Susan agrees, feeling more open to Dennis and his ideology, asks Dennis more about his opinions.

This can continue indefinitely, although the idea set forth is clear. Dennis, by increasing the mode
of living of a single individual, has now affected the beliefs of another through association. This
opens the gateway to the alteration of political belief, through modulation of reality. The continuation
of this scenario results in further alienation of Susan from her previously held beliefs, since they
are now less congruous with reality, as altered in the previous example with the dimes.

This alienation permits Dennis to further discuss deepening levels of his ideology with Susan, who
will accept them readily, as trust has already been established.
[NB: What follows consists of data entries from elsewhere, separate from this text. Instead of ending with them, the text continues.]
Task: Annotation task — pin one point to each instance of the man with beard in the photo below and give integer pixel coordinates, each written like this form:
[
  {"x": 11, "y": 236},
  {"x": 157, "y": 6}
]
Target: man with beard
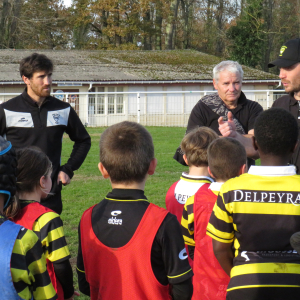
[
  {"x": 288, "y": 62},
  {"x": 34, "y": 118}
]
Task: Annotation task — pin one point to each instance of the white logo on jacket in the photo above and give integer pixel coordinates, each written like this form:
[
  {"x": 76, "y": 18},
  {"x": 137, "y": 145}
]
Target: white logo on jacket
[
  {"x": 58, "y": 117},
  {"x": 18, "y": 119}
]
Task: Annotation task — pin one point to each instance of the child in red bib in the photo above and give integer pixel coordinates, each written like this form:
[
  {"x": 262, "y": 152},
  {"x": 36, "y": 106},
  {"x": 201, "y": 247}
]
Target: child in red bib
[
  {"x": 130, "y": 248},
  {"x": 194, "y": 146},
  {"x": 34, "y": 183},
  {"x": 226, "y": 159}
]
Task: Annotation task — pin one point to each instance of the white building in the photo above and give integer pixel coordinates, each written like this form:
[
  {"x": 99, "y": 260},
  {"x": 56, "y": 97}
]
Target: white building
[{"x": 82, "y": 73}]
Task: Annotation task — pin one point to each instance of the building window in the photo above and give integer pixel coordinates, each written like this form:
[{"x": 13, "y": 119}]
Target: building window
[
  {"x": 100, "y": 101},
  {"x": 115, "y": 102}
]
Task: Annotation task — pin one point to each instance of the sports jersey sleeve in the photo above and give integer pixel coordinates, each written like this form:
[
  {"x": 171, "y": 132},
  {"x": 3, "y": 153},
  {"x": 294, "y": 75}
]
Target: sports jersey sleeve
[
  {"x": 2, "y": 121},
  {"x": 187, "y": 222},
  {"x": 220, "y": 226},
  {"x": 173, "y": 252},
  {"x": 28, "y": 268},
  {"x": 82, "y": 143},
  {"x": 49, "y": 229},
  {"x": 84, "y": 286}
]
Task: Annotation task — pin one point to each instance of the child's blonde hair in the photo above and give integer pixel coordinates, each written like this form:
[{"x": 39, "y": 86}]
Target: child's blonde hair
[{"x": 195, "y": 144}]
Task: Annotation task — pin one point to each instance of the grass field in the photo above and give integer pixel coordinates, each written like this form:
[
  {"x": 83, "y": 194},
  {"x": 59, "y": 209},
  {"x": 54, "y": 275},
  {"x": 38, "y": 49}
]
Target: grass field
[{"x": 88, "y": 187}]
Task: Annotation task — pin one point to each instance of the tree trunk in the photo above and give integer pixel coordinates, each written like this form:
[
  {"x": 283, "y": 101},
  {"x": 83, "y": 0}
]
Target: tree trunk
[{"x": 170, "y": 28}]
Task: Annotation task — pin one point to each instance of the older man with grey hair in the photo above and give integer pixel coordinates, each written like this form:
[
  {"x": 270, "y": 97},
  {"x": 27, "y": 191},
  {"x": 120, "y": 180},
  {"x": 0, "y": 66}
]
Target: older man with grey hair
[{"x": 228, "y": 112}]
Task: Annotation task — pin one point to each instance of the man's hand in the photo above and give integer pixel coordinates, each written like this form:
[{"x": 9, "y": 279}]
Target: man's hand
[
  {"x": 63, "y": 177},
  {"x": 227, "y": 128}
]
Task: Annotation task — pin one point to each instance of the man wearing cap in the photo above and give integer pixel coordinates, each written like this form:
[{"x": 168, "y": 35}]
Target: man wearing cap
[{"x": 288, "y": 62}]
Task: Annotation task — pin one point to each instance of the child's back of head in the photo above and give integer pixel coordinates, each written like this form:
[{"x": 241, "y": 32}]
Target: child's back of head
[
  {"x": 226, "y": 157},
  {"x": 126, "y": 151},
  {"x": 195, "y": 144},
  {"x": 276, "y": 132}
]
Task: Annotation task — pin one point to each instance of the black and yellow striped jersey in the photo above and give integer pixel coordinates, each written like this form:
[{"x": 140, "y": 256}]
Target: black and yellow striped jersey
[
  {"x": 258, "y": 212},
  {"x": 28, "y": 267},
  {"x": 49, "y": 229}
]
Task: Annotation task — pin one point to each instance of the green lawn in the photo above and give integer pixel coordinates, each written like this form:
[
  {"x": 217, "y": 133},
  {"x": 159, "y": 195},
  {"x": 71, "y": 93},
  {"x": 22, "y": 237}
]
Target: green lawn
[{"x": 88, "y": 187}]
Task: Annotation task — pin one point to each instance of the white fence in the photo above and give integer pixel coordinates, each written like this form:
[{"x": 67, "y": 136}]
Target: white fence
[{"x": 162, "y": 108}]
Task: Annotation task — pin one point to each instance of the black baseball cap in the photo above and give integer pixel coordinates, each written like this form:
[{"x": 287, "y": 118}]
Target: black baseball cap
[{"x": 288, "y": 56}]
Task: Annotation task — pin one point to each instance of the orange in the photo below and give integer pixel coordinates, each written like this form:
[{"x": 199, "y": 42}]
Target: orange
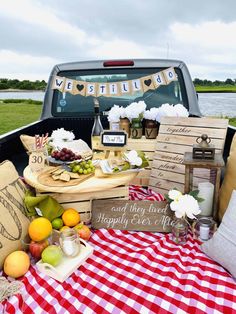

This trust can be further strengthened
by quantifying Susan's struggles and altering his delivery of doctrine to her accordingly.

Susan's assimilation of Dennis' reality is complete when Susan and Dennis share commonly congruous
reality, with Susan holding Dennis' belief structure to be valid and identical to her own. This
further strengthens the trust bond developed in the previous examples, and lays a foundation for
increasing amounts of previously incongruous logic presented to Susan to assimiliate.

As long as the information is presented to Susan in a manner that is resonant with her dissatisfaction,
she will proceed to assimilate it, without regard to information that may be presented to the contrary
without resonant support. She will in turn, disseminate Dennis' belief structure to those who
share her commonly congruous reality, and the cycle will begin again.


Reality is purely what one percieves, and if that perception is altered, then reality, likewise, is
altered. If sufficient persons share the same perception of reality, then what previously was not
commonly held to be reality, becomes so in the belief of those persons.